За святым отцом высился Валид, рядом с ним — Алекс с верным дробовиком.

Маши с Рамзесом не было. И на том спасибо.


— Это кто их так? Стригои? — спросил я, кивая на мертвецов. — Упыри? Вурдалаки?..

— Вряд ли на этих трупах мы отыщем следы зубов, — мрачно сказал шеф. Опустившись на колени, он осветил фонариком холодные лица.

Что меня поразило: на всех четырёх застыло выражение дикого, экзистенциального ужаса.

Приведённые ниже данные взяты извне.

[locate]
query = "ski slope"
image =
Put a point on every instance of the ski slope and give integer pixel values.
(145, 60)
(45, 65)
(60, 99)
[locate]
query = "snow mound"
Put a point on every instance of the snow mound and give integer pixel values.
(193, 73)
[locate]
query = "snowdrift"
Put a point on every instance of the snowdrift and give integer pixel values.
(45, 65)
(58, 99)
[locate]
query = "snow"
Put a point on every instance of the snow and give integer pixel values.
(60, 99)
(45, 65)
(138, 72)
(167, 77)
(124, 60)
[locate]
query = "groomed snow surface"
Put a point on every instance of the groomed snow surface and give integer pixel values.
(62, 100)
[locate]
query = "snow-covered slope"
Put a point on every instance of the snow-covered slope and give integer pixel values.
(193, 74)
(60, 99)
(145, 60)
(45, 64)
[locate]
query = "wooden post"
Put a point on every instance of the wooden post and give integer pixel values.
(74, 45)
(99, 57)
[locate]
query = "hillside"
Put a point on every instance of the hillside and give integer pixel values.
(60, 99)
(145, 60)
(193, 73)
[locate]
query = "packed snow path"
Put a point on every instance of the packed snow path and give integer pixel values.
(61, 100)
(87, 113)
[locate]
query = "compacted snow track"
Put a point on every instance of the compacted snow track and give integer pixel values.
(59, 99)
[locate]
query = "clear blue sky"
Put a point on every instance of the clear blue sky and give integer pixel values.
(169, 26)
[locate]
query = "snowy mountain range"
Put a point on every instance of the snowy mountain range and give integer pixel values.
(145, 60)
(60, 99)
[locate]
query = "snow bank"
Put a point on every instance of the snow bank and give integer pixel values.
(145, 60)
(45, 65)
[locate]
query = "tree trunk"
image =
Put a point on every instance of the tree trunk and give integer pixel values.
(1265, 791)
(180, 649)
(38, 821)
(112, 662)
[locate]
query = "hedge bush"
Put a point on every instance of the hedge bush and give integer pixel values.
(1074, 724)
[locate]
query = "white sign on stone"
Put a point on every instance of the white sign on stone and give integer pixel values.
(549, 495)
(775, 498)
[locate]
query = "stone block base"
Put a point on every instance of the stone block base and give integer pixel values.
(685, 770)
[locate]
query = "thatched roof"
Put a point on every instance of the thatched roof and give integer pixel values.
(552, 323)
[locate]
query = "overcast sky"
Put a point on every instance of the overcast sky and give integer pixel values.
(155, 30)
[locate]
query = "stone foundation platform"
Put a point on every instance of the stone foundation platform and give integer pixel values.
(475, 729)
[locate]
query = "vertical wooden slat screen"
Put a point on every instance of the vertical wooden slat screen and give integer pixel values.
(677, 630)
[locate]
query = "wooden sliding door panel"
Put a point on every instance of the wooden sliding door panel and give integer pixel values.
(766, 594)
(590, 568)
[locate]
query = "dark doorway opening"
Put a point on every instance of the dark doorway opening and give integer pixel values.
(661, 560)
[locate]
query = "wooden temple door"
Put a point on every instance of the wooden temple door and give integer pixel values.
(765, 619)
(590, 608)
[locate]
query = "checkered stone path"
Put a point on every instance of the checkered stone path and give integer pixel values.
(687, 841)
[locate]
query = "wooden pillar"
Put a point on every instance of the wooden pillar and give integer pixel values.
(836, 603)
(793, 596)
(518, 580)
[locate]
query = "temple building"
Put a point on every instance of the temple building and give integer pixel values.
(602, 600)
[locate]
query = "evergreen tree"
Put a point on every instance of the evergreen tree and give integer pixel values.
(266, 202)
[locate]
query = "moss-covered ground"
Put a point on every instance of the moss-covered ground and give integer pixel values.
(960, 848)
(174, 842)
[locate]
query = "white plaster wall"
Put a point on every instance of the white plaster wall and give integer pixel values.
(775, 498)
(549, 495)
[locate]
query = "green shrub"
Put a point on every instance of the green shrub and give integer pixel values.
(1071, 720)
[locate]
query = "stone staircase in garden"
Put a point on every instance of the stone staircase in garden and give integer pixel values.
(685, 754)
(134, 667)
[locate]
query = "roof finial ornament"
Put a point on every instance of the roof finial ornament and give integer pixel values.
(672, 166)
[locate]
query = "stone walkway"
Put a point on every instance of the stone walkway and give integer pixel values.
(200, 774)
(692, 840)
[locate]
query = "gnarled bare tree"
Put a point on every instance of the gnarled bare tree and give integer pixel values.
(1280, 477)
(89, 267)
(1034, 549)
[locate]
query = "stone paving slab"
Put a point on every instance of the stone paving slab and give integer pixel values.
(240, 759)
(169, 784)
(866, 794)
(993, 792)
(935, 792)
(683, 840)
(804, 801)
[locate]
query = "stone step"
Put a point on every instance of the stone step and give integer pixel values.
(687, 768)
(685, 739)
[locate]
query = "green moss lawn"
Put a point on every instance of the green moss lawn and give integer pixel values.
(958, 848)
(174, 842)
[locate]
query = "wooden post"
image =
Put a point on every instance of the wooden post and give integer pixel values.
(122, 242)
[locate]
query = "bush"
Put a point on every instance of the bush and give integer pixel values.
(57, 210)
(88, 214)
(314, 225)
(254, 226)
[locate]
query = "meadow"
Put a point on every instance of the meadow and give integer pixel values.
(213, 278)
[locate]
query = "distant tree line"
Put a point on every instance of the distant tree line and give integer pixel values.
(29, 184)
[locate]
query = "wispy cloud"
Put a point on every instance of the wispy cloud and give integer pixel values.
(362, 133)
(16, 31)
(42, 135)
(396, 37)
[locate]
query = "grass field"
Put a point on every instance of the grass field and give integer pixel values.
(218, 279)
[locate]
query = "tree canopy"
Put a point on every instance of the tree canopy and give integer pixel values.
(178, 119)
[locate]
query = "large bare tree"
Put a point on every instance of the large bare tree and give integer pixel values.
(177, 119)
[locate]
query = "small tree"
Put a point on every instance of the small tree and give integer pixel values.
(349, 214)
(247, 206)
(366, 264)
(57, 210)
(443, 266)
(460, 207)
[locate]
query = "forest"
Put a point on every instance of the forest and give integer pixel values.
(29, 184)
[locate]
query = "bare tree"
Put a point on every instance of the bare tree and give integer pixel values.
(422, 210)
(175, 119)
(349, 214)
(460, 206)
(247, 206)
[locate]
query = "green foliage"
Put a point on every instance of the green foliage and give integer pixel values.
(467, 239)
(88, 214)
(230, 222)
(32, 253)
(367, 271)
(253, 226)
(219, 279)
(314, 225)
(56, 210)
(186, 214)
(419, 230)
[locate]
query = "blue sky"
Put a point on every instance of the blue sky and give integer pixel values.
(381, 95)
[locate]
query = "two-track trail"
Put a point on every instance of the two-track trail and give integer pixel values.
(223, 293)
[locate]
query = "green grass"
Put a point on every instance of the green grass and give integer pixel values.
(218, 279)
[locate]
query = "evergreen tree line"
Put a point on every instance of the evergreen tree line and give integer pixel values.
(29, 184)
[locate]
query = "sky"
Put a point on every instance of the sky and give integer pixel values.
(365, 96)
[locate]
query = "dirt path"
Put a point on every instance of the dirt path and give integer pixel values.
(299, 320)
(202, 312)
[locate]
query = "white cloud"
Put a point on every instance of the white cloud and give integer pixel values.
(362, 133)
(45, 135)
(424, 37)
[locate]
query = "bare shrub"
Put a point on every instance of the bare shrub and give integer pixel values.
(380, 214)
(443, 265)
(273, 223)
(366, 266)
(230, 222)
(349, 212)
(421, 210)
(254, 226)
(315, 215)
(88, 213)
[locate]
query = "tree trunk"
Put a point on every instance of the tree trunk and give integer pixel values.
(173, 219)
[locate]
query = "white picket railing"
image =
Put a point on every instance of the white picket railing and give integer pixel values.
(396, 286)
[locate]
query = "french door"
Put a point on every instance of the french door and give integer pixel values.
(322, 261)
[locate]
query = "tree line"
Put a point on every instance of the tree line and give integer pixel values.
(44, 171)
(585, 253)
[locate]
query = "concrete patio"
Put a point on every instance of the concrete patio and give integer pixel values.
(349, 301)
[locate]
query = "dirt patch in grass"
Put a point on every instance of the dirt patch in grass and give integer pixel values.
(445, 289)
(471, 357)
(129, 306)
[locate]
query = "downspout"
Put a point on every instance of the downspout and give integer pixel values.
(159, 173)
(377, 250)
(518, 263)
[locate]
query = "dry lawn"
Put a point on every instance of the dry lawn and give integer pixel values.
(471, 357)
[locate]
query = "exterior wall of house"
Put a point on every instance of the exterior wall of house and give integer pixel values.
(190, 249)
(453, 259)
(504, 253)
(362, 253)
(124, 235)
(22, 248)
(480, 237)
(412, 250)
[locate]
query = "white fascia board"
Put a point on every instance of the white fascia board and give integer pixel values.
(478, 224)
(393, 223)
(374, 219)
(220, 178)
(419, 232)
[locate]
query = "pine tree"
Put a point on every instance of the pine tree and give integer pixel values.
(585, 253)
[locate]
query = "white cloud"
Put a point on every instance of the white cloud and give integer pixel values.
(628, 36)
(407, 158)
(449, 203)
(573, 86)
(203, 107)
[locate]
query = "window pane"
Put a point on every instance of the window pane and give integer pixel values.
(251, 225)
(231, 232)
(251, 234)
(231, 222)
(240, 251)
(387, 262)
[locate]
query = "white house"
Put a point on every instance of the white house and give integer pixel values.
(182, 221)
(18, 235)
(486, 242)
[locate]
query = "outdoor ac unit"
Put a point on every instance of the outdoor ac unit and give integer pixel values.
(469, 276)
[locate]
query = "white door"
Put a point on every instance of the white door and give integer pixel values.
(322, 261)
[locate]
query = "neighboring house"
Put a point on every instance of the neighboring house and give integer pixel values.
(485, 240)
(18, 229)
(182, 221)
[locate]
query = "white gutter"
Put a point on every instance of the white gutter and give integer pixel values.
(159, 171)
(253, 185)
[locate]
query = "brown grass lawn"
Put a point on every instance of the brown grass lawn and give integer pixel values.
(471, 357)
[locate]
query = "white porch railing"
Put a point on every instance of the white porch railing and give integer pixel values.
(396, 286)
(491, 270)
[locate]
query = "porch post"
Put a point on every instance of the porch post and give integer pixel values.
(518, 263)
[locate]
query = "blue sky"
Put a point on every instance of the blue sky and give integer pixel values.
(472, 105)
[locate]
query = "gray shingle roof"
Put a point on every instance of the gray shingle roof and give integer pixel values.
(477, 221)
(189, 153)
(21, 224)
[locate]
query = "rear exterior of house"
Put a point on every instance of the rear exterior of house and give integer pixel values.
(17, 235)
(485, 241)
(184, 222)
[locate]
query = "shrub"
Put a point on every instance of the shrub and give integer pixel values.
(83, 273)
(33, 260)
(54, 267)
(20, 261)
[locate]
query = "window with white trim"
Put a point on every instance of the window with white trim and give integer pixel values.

Черты были искажены, словно мышцы их свело судорогой.

Невозможно было определить: старые они или молодые, но судя по седой щетине на подбородках — не мальчики.


— Бедняги. В войнушку решили поиграть, — задумчиво проговорил Алекс, поднимаясь с колен и глядя на мертвецов сверху вниз. — Вот и доигрались.

— Но что их убило?


Я тоже опустился на колени и прикоснулся к ближайшему мужику. На ощупь тот был твёрдым, как деревяшка.


— А не всё ли равно? — шеф равнодушно пожал плечами. — Ведь они сюда тоже не доброе дело пришли вершить, верно? — и он кивнул на растресканный асфальт впереди себя.


В чуть сероватых предрассветных сумерках было видно, что дорога эта — единственная, которая вела к селению.

На фоне светлеющего неба я разглядел церковный шпиль, и подумал, что самое время звонить к заутрене.


Но колокол почему-то не звонил.


Я моргнул. Тряхнул головой, отгоняя неприятное предчувствие.


И всё же: такой чёрствости я от Алекса не ожидал. Кто бы ни были эти люди, они такой смерти не заслужили.

Никто не заслужил.


— Это не лихие люди, — подал голос отец Прохор. — Не та одежда, слишком дорогое оружие… Смотри сам, Алексашка: они не поджидали неосторожных путников. Деревню защитить пытались — от того, что могло прийти извне.

— Значит, они просто глупцы, — отрезал шеф и круто повернувшись, пошел к автобусу.


Я чувствовал его злость.

Чувствовал его бессилие, его неудовлетворённость.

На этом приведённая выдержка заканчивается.